Importance of Pesticide Labels
Sooner or later a disease or insect may attack your houseplants, garden, lawn, shrubs, trees, or flowers. If you want to use a pesticide or other garden product, you need to know that some garden products can harm plants, animals, people and the environment if not used correctly. The product label is your most important source of information. Over 140 tests are required to receive and maintain an EPA product label registration. A new pesticide costs $60 million or more to development and takes 8-10 years from discovery to label registration. All of this registration information is on the product label. The label tells you 1.) How to apply the product safely and effectively, 2.) How to store the product, 3.) First aid instructions to use in case of an accident, 4.) Phone numbers to call for more information or in case of an emergency.
Before looking for a garden product, first identify the problem. Is the symptom caused by a mineral deficiency, a disease, an insect, or something else? If you have any doubt about the cause of the problem, contact a nurseryman or the Master Gardeners. The Master Gardener "Help Desk" is open Monday through Friday from 9 AM to noon to answer your questions on home gardening and pest control. This service is free of charge and is staffed by experienced gardeners who are highly trained to answer your questions. For advice call (925)646-6586 or come to 75 Santa Barbara Road , Second Floor, Pleasant Hill, CA 94523. Samples of insects, we eds and diseased plants may be taken to the office for diagnosis.
After you have identified the problem, find the product that solves that problem. All products are effective on different problems. The labels will tell you what each product is meant to do and how each should be applied to be effective. Look for a narrow-band product that solves your particular problem without causing wider negative effects.
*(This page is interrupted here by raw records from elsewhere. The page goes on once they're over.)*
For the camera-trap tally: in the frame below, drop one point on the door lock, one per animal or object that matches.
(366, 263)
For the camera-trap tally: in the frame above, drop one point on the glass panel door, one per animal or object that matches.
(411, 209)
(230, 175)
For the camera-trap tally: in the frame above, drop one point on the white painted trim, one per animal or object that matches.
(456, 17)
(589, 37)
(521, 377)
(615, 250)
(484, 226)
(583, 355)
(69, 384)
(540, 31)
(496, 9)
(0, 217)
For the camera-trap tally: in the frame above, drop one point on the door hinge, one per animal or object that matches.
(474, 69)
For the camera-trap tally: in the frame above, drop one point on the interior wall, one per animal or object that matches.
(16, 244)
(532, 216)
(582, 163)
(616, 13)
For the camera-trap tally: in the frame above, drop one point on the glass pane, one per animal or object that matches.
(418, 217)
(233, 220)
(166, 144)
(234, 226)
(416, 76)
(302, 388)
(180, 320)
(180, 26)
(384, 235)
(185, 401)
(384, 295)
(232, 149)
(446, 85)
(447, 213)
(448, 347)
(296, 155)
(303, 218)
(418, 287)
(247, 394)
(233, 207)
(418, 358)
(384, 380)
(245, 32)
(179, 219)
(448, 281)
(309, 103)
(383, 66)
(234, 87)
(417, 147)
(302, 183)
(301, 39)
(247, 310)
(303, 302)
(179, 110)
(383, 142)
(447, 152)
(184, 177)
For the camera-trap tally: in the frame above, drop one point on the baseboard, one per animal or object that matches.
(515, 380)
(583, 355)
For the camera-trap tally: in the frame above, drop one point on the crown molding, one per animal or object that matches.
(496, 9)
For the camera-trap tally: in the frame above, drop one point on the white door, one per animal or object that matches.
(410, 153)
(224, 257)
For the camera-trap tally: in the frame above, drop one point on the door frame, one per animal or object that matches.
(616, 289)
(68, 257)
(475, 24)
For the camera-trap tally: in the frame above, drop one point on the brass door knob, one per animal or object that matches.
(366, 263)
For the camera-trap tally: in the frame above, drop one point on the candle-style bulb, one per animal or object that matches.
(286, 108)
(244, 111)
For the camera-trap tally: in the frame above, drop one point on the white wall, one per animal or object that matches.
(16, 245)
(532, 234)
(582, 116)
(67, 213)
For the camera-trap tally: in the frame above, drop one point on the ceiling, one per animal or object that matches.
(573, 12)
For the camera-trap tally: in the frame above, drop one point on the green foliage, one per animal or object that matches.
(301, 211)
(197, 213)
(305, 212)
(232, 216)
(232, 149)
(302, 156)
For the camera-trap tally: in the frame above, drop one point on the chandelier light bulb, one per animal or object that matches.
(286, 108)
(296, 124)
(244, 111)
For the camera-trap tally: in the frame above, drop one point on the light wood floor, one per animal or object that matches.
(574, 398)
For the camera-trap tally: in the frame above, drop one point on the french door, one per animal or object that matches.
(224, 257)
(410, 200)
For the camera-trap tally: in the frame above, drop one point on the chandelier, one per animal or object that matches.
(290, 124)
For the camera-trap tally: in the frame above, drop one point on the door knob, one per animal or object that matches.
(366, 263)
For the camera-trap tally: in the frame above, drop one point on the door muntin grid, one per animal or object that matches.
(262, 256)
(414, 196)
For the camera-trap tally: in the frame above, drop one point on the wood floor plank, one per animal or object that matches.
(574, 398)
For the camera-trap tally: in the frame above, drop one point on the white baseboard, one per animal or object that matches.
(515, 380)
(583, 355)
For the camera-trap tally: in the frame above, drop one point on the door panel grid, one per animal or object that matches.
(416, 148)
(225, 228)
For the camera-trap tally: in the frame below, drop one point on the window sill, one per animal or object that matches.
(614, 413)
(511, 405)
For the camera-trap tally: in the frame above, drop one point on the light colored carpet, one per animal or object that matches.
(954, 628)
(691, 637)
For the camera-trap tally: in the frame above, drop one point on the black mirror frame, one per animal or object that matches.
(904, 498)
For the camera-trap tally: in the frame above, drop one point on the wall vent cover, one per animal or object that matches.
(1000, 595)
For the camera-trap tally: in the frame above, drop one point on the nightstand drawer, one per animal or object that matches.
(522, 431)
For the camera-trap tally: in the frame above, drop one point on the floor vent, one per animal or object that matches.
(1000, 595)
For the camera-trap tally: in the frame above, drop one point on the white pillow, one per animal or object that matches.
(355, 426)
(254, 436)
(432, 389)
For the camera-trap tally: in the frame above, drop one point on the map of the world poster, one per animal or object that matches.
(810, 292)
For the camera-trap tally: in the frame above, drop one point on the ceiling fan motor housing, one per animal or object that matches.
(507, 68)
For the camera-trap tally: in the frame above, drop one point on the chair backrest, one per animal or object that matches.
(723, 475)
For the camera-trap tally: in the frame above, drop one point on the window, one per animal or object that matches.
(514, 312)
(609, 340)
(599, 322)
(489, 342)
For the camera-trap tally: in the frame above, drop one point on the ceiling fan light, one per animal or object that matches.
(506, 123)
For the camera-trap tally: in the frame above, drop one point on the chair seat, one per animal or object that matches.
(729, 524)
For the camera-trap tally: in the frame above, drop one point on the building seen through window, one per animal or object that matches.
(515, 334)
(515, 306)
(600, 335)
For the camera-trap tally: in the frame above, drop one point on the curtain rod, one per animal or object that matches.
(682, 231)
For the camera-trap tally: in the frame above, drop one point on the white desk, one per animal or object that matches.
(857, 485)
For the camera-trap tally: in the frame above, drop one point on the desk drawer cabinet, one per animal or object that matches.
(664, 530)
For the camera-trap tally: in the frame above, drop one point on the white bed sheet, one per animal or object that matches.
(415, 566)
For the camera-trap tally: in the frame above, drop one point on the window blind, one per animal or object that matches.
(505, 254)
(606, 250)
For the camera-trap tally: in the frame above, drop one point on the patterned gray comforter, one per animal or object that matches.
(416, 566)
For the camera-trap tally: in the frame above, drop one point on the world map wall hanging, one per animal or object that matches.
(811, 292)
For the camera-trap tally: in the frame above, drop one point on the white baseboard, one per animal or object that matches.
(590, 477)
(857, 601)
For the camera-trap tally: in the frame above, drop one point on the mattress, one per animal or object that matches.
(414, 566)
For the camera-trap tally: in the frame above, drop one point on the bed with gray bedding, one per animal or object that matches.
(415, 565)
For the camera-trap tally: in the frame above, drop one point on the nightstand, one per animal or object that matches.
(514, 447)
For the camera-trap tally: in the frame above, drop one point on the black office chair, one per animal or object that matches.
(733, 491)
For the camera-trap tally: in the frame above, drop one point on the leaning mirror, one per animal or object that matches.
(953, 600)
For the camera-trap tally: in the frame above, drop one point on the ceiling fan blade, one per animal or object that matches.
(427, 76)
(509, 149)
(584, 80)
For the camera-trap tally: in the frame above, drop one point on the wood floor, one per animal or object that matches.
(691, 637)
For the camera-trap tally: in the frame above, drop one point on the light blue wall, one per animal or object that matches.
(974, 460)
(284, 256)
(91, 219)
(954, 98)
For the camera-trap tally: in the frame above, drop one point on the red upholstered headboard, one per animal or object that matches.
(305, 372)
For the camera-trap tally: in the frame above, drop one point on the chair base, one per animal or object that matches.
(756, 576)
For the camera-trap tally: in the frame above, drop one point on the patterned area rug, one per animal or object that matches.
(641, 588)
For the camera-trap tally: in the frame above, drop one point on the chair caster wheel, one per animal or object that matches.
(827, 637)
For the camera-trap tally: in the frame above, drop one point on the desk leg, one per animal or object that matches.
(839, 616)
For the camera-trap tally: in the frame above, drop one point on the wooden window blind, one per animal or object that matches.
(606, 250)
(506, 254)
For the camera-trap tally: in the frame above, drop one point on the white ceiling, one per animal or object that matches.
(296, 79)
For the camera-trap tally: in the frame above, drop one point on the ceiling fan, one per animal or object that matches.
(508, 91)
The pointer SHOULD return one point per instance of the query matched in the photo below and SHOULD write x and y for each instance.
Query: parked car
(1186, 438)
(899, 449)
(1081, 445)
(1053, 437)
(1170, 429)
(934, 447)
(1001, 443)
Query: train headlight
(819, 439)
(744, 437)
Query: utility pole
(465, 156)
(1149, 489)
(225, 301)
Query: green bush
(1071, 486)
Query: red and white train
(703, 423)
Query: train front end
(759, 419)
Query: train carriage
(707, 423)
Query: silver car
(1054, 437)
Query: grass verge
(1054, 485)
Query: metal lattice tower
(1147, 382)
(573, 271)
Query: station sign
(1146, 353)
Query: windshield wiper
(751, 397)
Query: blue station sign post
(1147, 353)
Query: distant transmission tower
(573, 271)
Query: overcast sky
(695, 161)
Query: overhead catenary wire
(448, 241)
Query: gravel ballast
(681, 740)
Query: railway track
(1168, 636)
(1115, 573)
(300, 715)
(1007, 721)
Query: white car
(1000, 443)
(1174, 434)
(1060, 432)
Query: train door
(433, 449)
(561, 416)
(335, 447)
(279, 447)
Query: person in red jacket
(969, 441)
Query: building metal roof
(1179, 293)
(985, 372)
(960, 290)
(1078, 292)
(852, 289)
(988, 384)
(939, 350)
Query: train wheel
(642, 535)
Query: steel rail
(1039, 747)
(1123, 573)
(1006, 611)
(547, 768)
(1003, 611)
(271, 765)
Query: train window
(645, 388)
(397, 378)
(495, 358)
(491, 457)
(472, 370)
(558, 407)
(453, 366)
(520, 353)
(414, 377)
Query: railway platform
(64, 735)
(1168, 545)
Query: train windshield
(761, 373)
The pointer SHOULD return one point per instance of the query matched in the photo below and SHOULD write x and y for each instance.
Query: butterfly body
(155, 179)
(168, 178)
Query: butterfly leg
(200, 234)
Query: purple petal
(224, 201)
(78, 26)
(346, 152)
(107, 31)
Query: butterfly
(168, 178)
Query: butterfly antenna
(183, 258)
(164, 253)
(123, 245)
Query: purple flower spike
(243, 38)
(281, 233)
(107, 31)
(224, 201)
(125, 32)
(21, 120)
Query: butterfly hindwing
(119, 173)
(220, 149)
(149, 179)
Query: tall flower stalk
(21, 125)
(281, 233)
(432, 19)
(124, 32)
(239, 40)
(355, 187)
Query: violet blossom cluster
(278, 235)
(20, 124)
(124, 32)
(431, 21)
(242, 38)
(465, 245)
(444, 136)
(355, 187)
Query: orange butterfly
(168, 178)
Broad-band pesticides are designed to kill a wide range of plants and insects - both good and bad.
Once you find the right product, only buy as much as you need. A larger size is not a good value if you can not use it. Some products loose their effectiveness if stored for long periods. Improperly stored products can become contaminated or leak.
Product labels tell you how to use the products for best results. Use only the amount indicated on the label. More is not better and can harm your plants. If the label tells you to mix a product in another container, mix only what you will use, and use all that you mix. If this isn't possible, store any mixture in a new container that is properly labeled to prevent mistakes.
Follow label directions about wearing gloves and protective clothing. Learn when and how to apply the product and when it is safe for people and pets to re-enter treated areas. Learn how long to wait before picking treated fruits and vegetables.
Lawn and garden products that run into ponds, creeks, or other water supplies can contaminate drinking water and kill fish, birds, and insects. Products must be applied in accordance with label directions to prevent harm to the environment. Never pour lawn and garden products outdoors or down the sink or toilet. Take them to the Household Hazardous Waste Collection Facility at 4797 Imhoff Place in Martinez . The facility is free to Concord residents and is open Monday through Saturday, 9 a.m. to 4 p.m. The telephone number for more information is 1-800-646-1431.
Pesticides can be used safely and effectively only if label directions are closely followed. Irreparable damage or death to plants, animals, people and the environment can result if label directions are not followed.